El ciudadano desnudo
Siguiendo el criterio del avestruz, una forma cómoda de evitarse demandas colectivas y obviar problemas culturales, sociales, sindicales, lingüísticos, nacionales o del orden que sea, es desproveer al individuo de todas sus condiciones identitarias y crear un ciudadano desnudo, en palabras de un conocido antropólogo, o un ciudadano sin atributos, en palabras de un célebre escritor. Si antes yo era yo y mi circunstancia, ahora una recua teórica compuesta por presuntos europeístas, nacionalistas de Estado, fascistas disfrazados de liberales y ex progresistas de zigzagueante biografía ha decidido que todas las circunstancias del individuo deben quedar fuera de su consideración pública, lo cual es un espléndido modo no ya de resolver los problemas, sino de decretar que los problemas no existen.
El modelo de ciudadano que pretenden imponer no puede airear la lengua que habla ni el grupo humano que le identifica ni la familia a la que pertenece ni plantear ninguna demanda colectiva. Un europeísmo de baja estofa reduce los derechos individuales a alquilar apartamentos o adquirir billetes a Helsinki. Si el ciudadano tiene el atrevimiento de establecer una reivindicación que exceda su parcela de egoísmo personal, arreciarán los insultos, pues es entonces, dicen, cuando resurge la tribu, el clan, la jauría, la piara, el rebaño, la bandada, el banco (de peces) y eso inspira, a los ideólogos del Estado inmutable, toda clase de adjetivos sin gracia relacionados con la prehistoria, la acefalia o la indecencia.

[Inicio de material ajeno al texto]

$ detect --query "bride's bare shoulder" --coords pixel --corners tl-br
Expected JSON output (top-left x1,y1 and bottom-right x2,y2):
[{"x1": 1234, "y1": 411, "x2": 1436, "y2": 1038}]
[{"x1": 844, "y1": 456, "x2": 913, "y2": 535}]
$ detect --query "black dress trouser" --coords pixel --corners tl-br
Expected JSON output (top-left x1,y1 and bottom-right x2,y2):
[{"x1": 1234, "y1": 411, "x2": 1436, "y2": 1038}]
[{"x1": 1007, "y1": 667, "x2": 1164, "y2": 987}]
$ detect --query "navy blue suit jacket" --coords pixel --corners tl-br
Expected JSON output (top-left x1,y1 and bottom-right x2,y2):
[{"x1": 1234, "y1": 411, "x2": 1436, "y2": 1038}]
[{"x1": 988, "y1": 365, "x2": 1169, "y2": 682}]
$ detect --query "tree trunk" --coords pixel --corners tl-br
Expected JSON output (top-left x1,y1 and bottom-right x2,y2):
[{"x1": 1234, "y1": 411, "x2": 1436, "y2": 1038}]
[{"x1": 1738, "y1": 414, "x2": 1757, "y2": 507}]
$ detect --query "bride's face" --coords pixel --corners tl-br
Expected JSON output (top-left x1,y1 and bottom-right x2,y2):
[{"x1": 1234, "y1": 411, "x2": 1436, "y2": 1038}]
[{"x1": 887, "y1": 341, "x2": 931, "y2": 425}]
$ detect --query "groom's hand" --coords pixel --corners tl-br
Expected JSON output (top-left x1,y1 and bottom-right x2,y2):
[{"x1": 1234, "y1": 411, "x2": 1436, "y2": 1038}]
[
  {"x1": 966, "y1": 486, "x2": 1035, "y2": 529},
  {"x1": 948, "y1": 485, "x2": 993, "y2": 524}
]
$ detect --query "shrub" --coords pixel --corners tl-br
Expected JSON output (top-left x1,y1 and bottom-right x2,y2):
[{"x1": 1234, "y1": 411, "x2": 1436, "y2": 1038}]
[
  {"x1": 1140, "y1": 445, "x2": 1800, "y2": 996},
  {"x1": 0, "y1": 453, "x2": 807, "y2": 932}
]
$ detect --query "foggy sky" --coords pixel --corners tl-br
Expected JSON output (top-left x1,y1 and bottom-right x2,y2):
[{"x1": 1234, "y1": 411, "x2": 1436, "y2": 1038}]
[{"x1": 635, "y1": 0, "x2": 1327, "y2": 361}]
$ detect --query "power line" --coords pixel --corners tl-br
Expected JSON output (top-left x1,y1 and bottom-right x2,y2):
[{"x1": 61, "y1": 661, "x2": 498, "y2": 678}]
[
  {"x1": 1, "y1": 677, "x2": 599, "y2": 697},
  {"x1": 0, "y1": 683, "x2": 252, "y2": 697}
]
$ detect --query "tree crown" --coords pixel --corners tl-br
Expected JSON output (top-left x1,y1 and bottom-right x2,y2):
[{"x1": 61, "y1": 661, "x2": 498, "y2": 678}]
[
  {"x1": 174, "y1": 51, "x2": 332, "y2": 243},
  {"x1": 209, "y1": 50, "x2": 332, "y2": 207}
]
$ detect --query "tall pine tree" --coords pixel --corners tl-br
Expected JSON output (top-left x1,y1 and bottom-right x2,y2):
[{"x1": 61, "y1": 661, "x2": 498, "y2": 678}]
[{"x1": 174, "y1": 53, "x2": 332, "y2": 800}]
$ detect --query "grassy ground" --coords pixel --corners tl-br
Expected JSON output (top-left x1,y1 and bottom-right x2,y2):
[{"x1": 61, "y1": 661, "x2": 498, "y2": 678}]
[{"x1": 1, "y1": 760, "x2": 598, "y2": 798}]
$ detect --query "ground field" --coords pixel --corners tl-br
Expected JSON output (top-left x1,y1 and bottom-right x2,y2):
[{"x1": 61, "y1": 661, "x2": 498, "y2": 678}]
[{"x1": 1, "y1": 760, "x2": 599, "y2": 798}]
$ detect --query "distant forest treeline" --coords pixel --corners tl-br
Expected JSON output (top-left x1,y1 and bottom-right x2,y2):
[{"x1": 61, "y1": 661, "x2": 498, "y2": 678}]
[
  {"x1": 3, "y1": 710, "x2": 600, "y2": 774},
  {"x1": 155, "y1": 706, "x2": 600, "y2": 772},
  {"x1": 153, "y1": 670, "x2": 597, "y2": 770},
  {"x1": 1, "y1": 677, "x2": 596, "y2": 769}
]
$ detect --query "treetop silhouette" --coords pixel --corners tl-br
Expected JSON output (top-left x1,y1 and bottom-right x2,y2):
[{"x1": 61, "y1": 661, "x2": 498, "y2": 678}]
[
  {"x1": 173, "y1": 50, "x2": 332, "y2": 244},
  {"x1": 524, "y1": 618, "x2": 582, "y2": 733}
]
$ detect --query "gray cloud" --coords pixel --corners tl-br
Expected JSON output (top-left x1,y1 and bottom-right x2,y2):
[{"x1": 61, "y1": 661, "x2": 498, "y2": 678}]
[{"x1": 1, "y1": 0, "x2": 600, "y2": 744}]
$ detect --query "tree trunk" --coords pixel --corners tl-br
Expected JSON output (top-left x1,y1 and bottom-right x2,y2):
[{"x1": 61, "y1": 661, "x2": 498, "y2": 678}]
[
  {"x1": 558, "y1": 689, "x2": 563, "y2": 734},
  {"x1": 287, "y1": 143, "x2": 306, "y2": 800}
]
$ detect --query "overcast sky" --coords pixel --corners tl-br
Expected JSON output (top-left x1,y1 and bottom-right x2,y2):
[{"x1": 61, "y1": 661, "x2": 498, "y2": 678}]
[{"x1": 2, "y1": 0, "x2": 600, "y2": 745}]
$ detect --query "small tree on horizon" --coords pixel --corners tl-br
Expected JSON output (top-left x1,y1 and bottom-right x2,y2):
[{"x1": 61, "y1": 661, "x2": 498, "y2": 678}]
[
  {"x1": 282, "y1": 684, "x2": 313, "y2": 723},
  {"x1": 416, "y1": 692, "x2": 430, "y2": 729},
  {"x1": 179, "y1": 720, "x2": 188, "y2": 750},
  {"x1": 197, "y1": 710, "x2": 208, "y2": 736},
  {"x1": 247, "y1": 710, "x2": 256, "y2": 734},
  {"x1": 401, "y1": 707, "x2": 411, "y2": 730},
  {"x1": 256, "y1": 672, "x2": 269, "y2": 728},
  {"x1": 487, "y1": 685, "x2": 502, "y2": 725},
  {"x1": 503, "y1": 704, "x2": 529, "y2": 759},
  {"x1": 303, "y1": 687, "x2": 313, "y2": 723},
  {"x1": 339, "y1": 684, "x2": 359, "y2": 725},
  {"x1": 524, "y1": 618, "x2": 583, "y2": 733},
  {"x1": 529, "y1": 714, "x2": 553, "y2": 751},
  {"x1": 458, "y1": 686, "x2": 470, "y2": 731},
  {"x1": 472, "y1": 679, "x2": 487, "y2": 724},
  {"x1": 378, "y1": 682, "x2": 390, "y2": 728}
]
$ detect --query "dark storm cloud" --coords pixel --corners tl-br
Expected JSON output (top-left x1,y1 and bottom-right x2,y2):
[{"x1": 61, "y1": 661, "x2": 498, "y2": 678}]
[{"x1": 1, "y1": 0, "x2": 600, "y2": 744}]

El defensor del ciudadano roussoniano no tolera que el personal tenga granos en la cara, problemas con su chica o problemas de conciencia, esté casado, tenga tres hijos y una abuela o reconozca la bandera o la lengua de sus padres. La teoría del ciudadano desnudo no sólo proscribe toda tradición que signifique una memoria colectiva, sino que se permite llamar idiota al que la defienda, al que se resista a desprenderse de los atributos, personales y colectivos, que definen su irrepetible identidad. Ignora que no somos ángeles asexuados y supone, con enternecedora ingenuidad, que vivimos bajo el manto protector de leyes ideales, platónicas, diseñadas por filántropos universales. La teoría del ciudadano desnudo se rebela ante la idea de que la gente, después de todo, tiene nombres y apellidos, vive en un barrio concreto, habla una lengua concreta e incluso mantiene la manía de plantear demandas colectivas o asumir identidades grupales.
Todo le está permitido al ciudadano desnudo porque no molesta con sus mandangas al poder constituido. Los Estados son, para esta teoría, estructuras inocentes, filantrópicas, desprendidas, que nos administran y tutelan, y que sólo nos regañan cuando cometemos alguna travesura, generalmente política. Podemos ser ciudadanos, siempre bajo la condición de presentarnos como entidades vacías y sin historia. Sólo la sujeción a un Estado nos inviste de dignidad; sólo un Estado da sentido a nuestra ciudadanía. ¿Quién habló de derechos humanos? ¿Quién recuerda ahora, entre tanto impetuoso polemista, que los derechos de las personas no los crean las leyes sino que éstas tan sólo los reconocen? Los derechos, para el ciudadano desnudo, emanan de su adscripción al Estado, en un paradójico regreso a la servidumbre medieval, a la más innoble esclavitud. Curioso sentido de la modernidad el que hace depender toda la dignidad personal de un ente edificado sobre sangre, menos abstracto de lo que se pretende y, para los que aún nos importan estas cosas, tan feo.
El ciudadano que desean no tiene lengua propia, ni nación, ni historia, ni pasado. Es el individuo sin nombre conocido, sin tradición, ni religión, ni identidad. El ciudadano desnudo. El ciudadano sin atributos. El ciudadano en pelotas. Méndez de Vigo, un interesado estatalista, lo expresaba con claridad el otro día: para la Unión Europea no hay vasco, ni bretón, ni bávaro. Vaya, hombre: no dijo ni español ni alemán. Resulta curioso que esta guerra contra los sentimientos colectivos deja un solo títere con cabeza: el del Estado, precisamente aquel que primero debería agonizar, sobre todo si es que vamos, como dicen que dicen los que dicen, hacia una Europa unida.